In any CRM system, when an opportunity is first created, it is hard to estimate the probability of winning, based on the initial data and limited prospecting. The prediction accuracy improves as the deal progresses through various stages of the sales process. It is also challenging to predict estimated time to close a deal. However, sales personnel know by the intuition of some characteristics of the deal and its inherent behavior based on their experience. However, by studying the deal behavior of the past, we may be yet being able to develop an intuition of the underlying characteristics of a successful deal and its duration of the closure.

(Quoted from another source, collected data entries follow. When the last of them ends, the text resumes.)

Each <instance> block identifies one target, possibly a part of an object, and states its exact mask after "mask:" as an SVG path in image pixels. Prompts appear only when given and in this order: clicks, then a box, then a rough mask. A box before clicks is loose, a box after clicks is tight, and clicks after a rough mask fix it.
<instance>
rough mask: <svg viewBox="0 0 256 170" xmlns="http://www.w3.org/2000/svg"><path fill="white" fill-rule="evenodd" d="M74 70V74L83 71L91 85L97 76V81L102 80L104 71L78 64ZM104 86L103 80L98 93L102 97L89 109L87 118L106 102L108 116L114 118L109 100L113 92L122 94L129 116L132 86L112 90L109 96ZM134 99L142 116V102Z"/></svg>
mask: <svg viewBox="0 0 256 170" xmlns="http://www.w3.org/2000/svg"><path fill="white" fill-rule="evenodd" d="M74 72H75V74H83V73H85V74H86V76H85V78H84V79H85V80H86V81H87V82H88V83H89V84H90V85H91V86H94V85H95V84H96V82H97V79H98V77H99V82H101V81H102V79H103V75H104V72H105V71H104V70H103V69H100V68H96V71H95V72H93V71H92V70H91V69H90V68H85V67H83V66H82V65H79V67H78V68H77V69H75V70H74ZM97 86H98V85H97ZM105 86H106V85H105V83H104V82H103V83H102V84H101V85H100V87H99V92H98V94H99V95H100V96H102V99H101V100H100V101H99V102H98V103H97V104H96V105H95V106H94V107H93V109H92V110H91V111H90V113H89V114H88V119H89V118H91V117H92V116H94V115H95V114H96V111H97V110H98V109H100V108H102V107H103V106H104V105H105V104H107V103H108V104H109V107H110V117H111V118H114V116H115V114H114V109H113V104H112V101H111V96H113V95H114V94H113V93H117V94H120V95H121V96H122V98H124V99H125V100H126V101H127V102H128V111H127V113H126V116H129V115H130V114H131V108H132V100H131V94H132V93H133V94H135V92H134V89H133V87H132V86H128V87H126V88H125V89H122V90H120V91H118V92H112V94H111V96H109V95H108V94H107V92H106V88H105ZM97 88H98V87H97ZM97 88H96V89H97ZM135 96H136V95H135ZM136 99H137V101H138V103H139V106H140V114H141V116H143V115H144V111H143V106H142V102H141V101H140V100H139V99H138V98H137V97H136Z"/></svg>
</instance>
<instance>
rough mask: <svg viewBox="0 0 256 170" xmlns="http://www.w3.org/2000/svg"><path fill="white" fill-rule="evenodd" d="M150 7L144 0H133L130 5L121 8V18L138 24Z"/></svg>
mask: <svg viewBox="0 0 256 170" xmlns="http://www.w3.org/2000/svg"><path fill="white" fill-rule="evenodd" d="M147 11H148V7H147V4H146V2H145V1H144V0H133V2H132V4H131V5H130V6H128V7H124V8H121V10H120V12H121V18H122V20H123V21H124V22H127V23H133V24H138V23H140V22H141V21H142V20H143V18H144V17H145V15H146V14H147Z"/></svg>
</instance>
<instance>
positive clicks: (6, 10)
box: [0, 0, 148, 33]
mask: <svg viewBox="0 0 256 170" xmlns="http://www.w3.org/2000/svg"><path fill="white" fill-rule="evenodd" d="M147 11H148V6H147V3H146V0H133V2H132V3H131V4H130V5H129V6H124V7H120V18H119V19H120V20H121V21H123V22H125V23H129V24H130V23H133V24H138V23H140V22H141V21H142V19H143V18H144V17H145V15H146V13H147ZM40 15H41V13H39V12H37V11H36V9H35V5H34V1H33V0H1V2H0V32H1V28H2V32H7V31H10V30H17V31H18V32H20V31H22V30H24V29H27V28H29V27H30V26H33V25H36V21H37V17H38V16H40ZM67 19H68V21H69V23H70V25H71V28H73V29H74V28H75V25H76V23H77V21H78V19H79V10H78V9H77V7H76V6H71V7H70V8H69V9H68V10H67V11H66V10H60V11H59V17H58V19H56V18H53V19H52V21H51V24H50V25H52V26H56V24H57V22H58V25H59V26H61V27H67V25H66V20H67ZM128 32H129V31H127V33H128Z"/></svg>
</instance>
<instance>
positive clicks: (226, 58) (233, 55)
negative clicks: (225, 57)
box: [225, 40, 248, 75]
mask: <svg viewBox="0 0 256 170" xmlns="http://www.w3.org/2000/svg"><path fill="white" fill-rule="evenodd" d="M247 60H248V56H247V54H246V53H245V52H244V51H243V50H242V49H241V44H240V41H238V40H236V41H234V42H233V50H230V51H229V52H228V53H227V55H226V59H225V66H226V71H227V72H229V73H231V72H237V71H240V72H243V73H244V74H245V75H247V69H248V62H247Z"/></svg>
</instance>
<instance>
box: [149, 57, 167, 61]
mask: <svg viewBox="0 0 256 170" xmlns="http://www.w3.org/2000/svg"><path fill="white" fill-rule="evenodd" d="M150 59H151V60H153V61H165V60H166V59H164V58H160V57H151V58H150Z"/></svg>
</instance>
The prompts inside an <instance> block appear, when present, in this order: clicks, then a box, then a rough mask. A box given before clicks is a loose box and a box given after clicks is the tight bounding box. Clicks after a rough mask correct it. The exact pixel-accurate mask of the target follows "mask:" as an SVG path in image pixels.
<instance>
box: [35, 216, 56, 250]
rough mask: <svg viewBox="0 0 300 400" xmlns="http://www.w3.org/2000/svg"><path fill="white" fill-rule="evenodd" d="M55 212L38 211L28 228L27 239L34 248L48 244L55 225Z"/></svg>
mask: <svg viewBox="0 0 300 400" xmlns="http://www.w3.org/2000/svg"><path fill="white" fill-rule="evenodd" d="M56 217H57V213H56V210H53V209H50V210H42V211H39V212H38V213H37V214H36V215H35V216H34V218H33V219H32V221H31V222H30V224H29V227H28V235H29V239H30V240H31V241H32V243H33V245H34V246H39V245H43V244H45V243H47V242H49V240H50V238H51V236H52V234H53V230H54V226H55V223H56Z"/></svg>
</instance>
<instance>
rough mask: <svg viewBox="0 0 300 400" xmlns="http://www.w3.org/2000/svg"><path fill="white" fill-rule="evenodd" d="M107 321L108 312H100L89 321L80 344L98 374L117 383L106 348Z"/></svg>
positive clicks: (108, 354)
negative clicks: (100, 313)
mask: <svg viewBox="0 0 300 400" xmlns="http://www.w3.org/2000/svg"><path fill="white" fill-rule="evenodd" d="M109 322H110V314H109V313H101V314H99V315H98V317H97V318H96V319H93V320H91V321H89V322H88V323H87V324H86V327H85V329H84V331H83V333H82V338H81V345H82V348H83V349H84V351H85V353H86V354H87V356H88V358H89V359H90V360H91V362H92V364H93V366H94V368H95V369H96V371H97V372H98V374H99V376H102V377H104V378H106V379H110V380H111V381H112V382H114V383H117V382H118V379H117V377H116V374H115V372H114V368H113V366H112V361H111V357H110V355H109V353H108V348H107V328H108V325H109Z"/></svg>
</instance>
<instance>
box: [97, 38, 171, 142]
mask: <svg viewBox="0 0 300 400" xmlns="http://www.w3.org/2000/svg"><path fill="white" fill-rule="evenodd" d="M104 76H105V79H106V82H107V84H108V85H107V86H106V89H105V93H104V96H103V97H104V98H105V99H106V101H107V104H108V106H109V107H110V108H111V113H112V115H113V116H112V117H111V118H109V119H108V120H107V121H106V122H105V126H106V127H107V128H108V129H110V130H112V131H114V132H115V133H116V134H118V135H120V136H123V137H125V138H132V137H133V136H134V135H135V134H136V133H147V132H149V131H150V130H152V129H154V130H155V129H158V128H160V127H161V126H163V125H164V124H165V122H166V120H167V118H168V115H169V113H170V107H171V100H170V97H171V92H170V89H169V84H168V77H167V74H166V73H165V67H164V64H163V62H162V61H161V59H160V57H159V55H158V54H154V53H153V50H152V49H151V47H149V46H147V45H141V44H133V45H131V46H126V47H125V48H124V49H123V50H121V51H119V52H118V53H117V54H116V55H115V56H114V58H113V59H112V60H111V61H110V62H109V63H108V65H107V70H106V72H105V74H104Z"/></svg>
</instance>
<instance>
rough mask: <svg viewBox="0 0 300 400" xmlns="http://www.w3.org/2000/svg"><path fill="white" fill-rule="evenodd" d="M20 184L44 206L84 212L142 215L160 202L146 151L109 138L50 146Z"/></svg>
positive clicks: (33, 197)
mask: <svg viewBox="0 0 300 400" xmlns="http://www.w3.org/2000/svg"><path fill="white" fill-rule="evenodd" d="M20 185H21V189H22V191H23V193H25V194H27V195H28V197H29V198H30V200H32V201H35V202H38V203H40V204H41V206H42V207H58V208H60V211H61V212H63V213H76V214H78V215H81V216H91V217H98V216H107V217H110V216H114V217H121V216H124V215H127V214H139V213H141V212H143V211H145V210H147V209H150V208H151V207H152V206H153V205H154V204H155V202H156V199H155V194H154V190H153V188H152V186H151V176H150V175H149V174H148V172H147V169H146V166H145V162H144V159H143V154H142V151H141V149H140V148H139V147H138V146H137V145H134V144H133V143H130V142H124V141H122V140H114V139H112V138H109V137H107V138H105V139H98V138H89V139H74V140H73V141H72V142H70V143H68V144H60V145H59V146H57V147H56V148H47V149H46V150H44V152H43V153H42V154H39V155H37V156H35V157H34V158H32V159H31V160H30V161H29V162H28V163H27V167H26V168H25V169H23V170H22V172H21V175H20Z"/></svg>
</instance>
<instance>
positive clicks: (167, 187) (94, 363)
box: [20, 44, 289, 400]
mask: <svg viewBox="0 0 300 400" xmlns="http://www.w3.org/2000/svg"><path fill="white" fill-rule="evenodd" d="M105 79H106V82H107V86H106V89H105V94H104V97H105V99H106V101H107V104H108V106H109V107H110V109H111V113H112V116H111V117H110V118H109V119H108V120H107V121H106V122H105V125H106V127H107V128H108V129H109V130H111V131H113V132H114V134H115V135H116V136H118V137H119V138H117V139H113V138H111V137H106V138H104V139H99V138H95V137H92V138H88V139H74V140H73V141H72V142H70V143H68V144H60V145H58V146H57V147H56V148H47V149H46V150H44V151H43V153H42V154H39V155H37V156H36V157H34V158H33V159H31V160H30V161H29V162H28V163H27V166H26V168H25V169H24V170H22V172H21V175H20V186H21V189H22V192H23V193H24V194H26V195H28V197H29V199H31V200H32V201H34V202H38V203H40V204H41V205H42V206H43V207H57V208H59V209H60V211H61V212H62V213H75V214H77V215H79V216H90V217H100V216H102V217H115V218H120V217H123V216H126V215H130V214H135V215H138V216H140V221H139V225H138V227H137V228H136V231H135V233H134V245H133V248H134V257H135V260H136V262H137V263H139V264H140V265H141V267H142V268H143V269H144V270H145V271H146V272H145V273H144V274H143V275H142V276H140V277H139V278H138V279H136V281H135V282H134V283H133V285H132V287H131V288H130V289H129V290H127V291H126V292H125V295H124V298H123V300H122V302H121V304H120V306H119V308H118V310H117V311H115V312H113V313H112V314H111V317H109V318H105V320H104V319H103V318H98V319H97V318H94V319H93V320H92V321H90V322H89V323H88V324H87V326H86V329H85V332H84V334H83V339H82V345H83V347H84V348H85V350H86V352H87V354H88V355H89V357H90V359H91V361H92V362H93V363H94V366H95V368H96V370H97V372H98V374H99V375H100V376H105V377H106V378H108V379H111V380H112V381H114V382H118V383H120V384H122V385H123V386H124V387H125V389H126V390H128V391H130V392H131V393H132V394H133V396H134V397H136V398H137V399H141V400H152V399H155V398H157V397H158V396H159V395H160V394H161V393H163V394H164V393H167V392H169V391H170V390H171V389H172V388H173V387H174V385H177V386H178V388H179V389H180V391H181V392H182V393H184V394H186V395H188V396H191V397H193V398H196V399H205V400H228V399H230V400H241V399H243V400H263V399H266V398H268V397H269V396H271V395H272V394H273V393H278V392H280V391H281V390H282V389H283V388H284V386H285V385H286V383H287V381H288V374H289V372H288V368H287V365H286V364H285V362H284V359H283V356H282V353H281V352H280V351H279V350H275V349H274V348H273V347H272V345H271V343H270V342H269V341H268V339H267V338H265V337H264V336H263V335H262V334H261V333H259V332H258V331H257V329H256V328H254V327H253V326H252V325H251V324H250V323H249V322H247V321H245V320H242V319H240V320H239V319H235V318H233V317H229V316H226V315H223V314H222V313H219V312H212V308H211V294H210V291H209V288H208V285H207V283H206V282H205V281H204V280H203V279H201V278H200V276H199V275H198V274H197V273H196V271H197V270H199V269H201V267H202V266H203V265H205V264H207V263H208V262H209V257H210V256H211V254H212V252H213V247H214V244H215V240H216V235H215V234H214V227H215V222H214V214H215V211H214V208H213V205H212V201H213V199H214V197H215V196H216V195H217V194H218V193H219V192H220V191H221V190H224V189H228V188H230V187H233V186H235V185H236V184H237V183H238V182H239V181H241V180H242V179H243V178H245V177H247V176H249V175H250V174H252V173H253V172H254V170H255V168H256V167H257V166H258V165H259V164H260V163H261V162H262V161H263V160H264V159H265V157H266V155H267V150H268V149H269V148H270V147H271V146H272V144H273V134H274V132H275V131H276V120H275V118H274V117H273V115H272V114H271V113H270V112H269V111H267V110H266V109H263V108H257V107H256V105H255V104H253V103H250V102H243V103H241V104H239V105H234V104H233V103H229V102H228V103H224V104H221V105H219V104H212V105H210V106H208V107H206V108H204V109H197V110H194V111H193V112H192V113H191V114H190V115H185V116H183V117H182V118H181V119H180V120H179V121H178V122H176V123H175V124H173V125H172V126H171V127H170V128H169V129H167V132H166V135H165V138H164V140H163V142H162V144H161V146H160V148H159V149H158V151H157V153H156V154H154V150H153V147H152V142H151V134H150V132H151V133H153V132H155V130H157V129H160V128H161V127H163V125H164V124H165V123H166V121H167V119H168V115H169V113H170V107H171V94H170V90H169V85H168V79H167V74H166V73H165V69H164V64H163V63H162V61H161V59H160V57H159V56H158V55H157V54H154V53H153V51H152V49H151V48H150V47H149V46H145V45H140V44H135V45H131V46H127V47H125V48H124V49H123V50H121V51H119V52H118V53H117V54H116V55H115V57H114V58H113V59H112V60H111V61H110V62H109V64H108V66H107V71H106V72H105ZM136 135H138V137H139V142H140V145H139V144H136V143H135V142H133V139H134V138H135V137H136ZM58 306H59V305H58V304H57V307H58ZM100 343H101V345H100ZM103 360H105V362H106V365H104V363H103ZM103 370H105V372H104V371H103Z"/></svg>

It will be a holy grail if machines can learn from historical data and accomplish:
- The ability to predict win/loss much ahead of the sales cycle
- Predict the value of the deal
- Predict the time it takes to close the deal
We may inference the delays in “close date” are when sales reps assign a lower probability to the opportunities. For example, it is common knowledge that it is hard to guess the probability of a deal closure when the deal is in initial stages. The predictions at that time are as good as assigning a random number for probability. When opportunities mature to higher probabilities, “close date” estimates become higher. Delay in the deal “close date” converges. Additionally, the gap between closed-won and closed-lost opportunities in terms of the delay in “close date” is slim at high possibilities. Overall, it appears that there’s more value in your pipeline that is initially calculated. In addition, it may take more time than estimated to realize this value.
There is a way that we can Forecast sales better by prediction. Using machine learning we can develop models, to predict the probability of an opportunity to “close” in the current quarter.
Let’s discuss two models.
First, one is Predicting time model, this is done by a technique known as Poisson regression we assume that, in its current state, an opportunity has some fixed probability of closing each day. Integrating the corresponding exponential distribution gives the quantity for some time horizon. An optimization we make here is to only train on won opportunities Thus the output probabilities are conditionals, this significantly improves the quality of the prediction.
The second model is win/loss model which attempts to directly predict Pre-win for an opportunity, independent of the time horizon. This is computed by feeding the data into a calibrated random forest classifier, which provides state accuracy.
By combining conditionals of predicting time model with the win/loss model we can compute the probability that a given opportunity will be closed-won in the current quarter. Many potential models are built with varying parameters, and each is automatically cross-validated against historical data to determine the best model for the customer’s data and sales process.